On Oblivious PTAS's for Nash Equilibrium

TL;DR

This paper explores the limits of oblivious PTAS algorithms for finding approximate Nash equilibria, showing both their potential in specific cases and their fundamental limitations in general games, with new algorithms for certain classes.

Contribution

It introduces new oblivious PTAS algorithms for games with specific equilibrium properties and establishes lower bounds, demonstrating the near-optimality of existing oblivious algorithms.

Findings

Oblivious PTAS exists for games with equilibria having small-O(1/n) values.

Oblivious PTAS applies to games with sparse payoff matrices, which are PPAD-complete.

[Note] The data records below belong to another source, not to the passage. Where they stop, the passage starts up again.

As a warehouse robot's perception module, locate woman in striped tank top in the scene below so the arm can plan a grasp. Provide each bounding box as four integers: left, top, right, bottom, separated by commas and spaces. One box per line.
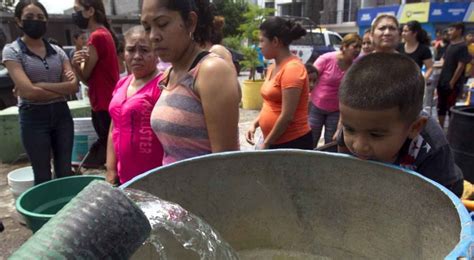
141, 0, 239, 165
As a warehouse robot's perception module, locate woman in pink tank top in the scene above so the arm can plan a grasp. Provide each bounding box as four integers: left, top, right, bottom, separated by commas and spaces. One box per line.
141, 0, 239, 164
106, 26, 163, 184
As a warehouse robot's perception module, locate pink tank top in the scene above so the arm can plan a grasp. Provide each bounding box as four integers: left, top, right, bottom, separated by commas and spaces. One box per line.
109, 74, 163, 183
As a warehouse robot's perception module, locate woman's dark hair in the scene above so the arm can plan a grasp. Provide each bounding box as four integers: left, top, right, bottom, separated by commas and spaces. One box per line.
79, 0, 118, 46
211, 16, 225, 44
406, 21, 431, 45
15, 0, 49, 20
161, 0, 216, 45
259, 16, 306, 46
72, 30, 86, 40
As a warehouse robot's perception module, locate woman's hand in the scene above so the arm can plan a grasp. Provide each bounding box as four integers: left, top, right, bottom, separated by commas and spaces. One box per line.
71, 50, 89, 70
63, 70, 79, 85
105, 169, 120, 185
245, 124, 257, 145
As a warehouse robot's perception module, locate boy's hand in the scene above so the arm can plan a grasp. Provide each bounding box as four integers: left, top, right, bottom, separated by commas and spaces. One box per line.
105, 169, 119, 186
245, 126, 256, 145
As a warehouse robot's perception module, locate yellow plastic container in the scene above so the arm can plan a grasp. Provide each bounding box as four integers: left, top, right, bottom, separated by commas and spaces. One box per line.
242, 80, 263, 110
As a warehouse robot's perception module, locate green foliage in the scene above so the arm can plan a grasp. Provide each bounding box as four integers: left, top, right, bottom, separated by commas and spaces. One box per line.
239, 4, 275, 81
239, 4, 275, 44
213, 0, 248, 37
240, 47, 260, 71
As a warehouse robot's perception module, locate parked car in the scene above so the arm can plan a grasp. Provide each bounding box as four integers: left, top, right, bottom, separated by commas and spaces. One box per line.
0, 64, 17, 110
283, 16, 342, 64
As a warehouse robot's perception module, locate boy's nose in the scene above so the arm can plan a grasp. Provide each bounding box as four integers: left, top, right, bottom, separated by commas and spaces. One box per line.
352, 137, 370, 156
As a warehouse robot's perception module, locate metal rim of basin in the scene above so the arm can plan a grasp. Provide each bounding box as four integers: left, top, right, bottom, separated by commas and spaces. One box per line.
15, 175, 105, 219
119, 149, 474, 259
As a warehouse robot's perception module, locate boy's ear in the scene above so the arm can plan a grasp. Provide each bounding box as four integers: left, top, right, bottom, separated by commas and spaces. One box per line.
408, 116, 428, 139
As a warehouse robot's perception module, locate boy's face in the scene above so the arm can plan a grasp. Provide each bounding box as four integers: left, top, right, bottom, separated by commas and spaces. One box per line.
339, 103, 426, 163
448, 27, 462, 40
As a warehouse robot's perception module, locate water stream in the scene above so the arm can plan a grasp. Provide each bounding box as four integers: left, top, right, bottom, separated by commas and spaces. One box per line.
124, 189, 239, 260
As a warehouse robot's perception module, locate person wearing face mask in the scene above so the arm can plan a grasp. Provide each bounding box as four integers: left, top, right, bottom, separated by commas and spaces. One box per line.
3, 0, 78, 185
309, 33, 362, 146
72, 0, 119, 167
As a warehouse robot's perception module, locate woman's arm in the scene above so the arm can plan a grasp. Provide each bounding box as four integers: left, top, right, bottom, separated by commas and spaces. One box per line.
195, 55, 239, 153
72, 45, 99, 85
5, 60, 63, 101
105, 122, 119, 185
262, 87, 301, 149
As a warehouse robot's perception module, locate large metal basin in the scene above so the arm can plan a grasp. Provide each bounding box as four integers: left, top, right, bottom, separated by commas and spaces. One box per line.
122, 150, 473, 259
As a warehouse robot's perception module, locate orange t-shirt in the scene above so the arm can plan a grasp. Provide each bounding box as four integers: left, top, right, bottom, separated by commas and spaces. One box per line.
258, 56, 311, 144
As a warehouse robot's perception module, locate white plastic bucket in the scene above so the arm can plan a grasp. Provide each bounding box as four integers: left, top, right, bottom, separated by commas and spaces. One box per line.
7, 166, 35, 200
71, 117, 97, 165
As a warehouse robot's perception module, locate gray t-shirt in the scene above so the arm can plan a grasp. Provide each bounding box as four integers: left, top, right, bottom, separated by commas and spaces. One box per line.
337, 114, 463, 189
2, 38, 69, 105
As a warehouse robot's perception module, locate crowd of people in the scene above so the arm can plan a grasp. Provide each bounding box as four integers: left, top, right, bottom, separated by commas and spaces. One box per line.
3, 0, 474, 201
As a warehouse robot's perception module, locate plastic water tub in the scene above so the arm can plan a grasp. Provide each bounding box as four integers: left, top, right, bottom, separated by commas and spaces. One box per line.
16, 175, 105, 232
7, 166, 35, 199
126, 150, 474, 260
71, 117, 97, 165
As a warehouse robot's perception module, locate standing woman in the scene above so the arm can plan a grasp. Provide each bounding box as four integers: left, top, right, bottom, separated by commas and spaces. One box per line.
399, 21, 433, 82
72, 0, 119, 165
141, 0, 239, 165
370, 14, 400, 52
309, 33, 362, 146
107, 25, 163, 184
399, 21, 438, 114
3, 0, 78, 185
246, 17, 313, 149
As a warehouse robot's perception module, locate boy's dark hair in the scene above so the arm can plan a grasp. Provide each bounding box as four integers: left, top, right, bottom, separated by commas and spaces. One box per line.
259, 16, 306, 46
72, 30, 86, 40
448, 22, 466, 35
339, 53, 425, 122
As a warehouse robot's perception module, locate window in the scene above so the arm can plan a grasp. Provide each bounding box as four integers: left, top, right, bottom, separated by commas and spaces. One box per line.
291, 32, 326, 46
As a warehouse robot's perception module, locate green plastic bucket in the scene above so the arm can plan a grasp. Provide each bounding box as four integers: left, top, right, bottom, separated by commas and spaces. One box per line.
16, 175, 105, 232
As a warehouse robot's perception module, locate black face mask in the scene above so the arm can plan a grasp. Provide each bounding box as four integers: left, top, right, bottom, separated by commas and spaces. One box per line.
20, 20, 46, 39
72, 11, 89, 30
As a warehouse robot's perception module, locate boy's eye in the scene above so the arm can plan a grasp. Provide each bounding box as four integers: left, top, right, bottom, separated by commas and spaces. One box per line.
158, 22, 168, 28
370, 133, 384, 138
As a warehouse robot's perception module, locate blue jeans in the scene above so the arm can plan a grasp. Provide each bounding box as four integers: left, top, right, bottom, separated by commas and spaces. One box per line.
19, 102, 74, 185
309, 103, 339, 147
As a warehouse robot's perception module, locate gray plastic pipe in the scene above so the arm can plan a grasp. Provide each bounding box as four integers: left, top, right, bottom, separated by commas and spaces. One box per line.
10, 181, 151, 259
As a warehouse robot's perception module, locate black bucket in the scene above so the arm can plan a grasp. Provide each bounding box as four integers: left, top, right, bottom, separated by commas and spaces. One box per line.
448, 106, 474, 182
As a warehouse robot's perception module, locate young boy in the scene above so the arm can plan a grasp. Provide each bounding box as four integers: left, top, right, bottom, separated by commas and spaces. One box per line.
338, 53, 463, 196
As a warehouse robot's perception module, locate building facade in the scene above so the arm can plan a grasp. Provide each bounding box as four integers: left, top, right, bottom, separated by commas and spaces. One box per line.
265, 0, 472, 34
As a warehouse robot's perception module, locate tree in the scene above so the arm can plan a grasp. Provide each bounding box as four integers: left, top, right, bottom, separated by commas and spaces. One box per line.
213, 0, 248, 37
239, 4, 274, 81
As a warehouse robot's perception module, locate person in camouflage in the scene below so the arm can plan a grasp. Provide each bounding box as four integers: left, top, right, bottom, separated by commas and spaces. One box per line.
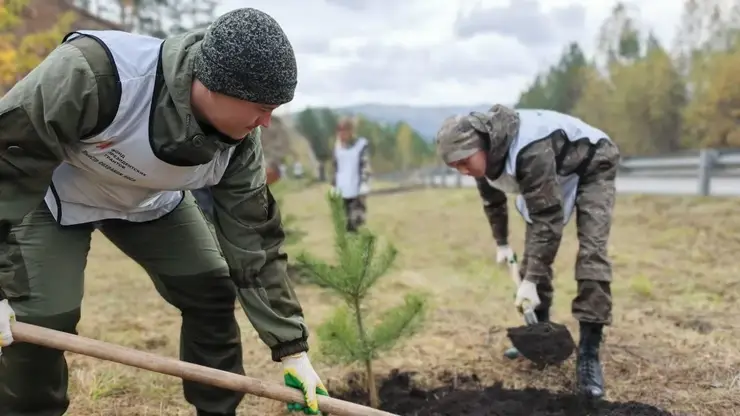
436, 104, 620, 398
475, 178, 516, 264
0, 8, 327, 416
332, 117, 372, 232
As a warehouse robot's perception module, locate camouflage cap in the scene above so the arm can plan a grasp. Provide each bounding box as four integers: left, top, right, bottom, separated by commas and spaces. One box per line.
435, 115, 486, 164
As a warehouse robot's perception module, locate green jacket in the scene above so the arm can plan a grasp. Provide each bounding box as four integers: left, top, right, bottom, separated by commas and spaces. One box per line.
0, 32, 308, 361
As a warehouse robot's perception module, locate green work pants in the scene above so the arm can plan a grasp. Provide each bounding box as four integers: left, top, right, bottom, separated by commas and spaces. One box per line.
0, 193, 244, 416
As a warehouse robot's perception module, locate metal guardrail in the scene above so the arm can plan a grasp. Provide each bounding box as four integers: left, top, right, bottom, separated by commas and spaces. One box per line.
377, 148, 740, 196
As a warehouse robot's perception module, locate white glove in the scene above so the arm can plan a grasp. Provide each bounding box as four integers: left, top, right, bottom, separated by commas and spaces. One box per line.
282, 352, 329, 415
0, 299, 15, 355
514, 280, 540, 310
496, 246, 516, 264
360, 183, 370, 195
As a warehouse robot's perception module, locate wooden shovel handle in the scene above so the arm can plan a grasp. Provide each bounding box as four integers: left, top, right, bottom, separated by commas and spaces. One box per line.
8, 322, 397, 416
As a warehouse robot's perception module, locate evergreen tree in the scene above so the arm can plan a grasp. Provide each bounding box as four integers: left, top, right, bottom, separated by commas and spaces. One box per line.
298, 194, 426, 408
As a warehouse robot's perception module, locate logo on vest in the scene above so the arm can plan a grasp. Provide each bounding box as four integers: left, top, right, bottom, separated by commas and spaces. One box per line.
95, 139, 113, 150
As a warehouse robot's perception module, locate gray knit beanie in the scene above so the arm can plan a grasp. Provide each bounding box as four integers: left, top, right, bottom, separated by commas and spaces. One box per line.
194, 8, 298, 105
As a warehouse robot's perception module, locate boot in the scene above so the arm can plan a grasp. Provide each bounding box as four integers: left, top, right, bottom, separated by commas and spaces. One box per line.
576, 322, 604, 399
504, 309, 550, 360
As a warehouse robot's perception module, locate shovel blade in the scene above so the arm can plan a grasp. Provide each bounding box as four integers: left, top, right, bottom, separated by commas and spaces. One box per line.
506, 322, 576, 366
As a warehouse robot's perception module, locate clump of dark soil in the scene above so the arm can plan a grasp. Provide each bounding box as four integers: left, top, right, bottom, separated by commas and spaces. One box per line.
506, 322, 576, 367
330, 370, 672, 416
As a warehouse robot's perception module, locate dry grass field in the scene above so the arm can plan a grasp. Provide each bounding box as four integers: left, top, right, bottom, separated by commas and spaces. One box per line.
68, 187, 740, 416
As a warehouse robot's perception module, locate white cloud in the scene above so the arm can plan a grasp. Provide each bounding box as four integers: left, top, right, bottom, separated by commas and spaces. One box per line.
218, 0, 683, 111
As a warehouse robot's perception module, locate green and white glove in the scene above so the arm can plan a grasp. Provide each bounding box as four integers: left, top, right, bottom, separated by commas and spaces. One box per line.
514, 279, 540, 311
496, 245, 516, 264
282, 352, 329, 415
0, 299, 15, 355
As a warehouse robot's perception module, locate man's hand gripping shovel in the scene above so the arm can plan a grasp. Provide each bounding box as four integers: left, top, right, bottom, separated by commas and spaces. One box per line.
505, 256, 575, 367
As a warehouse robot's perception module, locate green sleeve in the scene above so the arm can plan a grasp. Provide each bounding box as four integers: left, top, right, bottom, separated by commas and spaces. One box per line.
0, 45, 98, 297
211, 129, 308, 361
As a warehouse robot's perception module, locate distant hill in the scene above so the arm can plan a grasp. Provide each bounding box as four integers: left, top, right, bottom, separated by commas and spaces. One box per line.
332, 104, 491, 141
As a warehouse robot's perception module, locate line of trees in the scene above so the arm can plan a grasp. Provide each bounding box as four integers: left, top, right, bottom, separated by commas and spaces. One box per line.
517, 0, 740, 155
74, 0, 220, 38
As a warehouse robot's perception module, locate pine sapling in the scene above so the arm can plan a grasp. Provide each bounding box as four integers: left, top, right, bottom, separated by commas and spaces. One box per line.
297, 190, 426, 408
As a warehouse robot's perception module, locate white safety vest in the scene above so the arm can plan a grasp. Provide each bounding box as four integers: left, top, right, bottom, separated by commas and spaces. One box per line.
334, 137, 367, 198
486, 109, 611, 224
45, 30, 234, 225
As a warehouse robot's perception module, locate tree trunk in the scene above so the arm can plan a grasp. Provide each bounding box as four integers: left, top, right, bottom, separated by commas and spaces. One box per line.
354, 299, 380, 409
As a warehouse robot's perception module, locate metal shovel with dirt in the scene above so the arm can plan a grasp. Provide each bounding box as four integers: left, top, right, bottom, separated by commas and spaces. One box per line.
505, 256, 575, 368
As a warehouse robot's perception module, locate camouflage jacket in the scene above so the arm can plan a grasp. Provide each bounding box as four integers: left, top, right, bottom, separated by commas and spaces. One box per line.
0, 31, 308, 361
476, 131, 592, 282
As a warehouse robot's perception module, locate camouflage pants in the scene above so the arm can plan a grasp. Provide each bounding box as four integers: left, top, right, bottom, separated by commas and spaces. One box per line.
344, 196, 367, 232
521, 141, 620, 325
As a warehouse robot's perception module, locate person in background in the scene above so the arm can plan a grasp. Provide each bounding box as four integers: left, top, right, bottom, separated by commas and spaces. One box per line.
332, 117, 372, 232
437, 104, 620, 398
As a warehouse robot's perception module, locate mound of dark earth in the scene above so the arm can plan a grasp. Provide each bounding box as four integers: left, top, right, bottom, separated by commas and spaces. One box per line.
330, 370, 672, 416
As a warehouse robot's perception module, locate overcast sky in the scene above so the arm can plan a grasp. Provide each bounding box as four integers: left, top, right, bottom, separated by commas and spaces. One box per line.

Any oblivious PTAS for anonymous games with two strategies and three player types must have super-polynomial dependence on 1/eps.

Abstract

If a game has a Nash equilibrium with probability values that are either zero or Omega(1) then this equilibrium can be found exhaustively in polynomial time. Somewhat surprisingly, we show that there is a PTAS for the games whose equilibria are guaranteed to have small-O(1/n)-values, and therefore large-Omega(n)-supports. We also point out that there is a PTAS for games with sparse payoff matrices, which are known to be PPAD-complete to solve exactly. Both algorithms are of a special kind that we call oblivious: The algorithm just samples a fixed distribution on pairs of mixed strategies, and the game is only used to determine whether the sampled strategies comprise an eps-Nash equilibrium; the answer is yes with inverse polynomial probability. These results bring about the question: Is there an oblivious PTAS for Nash equilibrium in general games? We answer this question in the negative; our lower bound comes close to the quasi-polynomial upper bound of [Lipton, Markakis, Mehta 2003]. Another recent PTAS for anonymous games is also oblivious in a weaker sense appropriate for this class of games (it samples from a fixed distribution on unordered collections of mixed strategies), but its runtime is exponential in 1/eps. We prove that any oblivious PTAS for anonymous games with two strategies and three player types must have 1/eps^c in the exponent of the running time for some c>1/3, rendering the algorithm in [Daskalakis 2008] essentially optimal within oblivious algorithms. In contrast, we devise a poly(n) (1/eps)^O(log^2(1/eps)) non-oblivious PTAS for anonymous games with 2 strategies and any bounded number of player types. Our algorithm is based on the construction of a sparse (and efficiently computable) eps-cover of the set of all possible sums of n independent indicators, under the total variation distance. The size of the cover is poly(n) (1/ eps^{O(log^2 (1/eps))}.